Catmandu: boost your data processing with library oriented ETL

By:

Nicolas Steenlant

Description:

To create any data oriented application, one of your recurring tasks will be to import data from various sources, map the fields to a common data model and put it all into a database or search engine.

Stores such as MongoDB or ElasticSearch provide a developer friendly API, but you keep writing a lot of boilerplate or throwaway code. We tried to abstract this problem into a set of Perl tools called Catmandu which can work with library data such as MARC, Dublin Core, EndNote, protocols such as OAI-PMH, SRU and repositories such as DSpace and Fedora.

In data warehouses these processes are called ETL, Extract, Transform, Load. Many (often heavyweight) tools exist for ETL processing but none address typical library data models and services.

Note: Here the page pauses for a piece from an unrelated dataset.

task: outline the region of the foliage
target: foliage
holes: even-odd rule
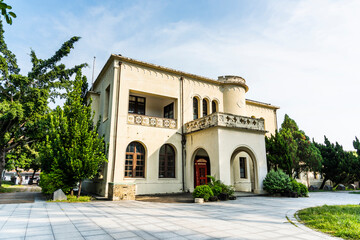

In this bootcamp we will provide an introduction into these tools. We will show how easy it is to import data and transform it with the help of a small DSL language. Storing and indexing become one-liners.

Audience:

Developers, sysadmins

Expertise:

Importing metadata from various sources, transforming this data into a JSON model of choice, storing/indexing in a (search) engine of choice, provide a REST based API.

Programming experience:

Scripting languages of choice Perl, Python, Ruby, PHP.

Required:

Laptop with GNU/Linux or OSX or a Virtual Machine.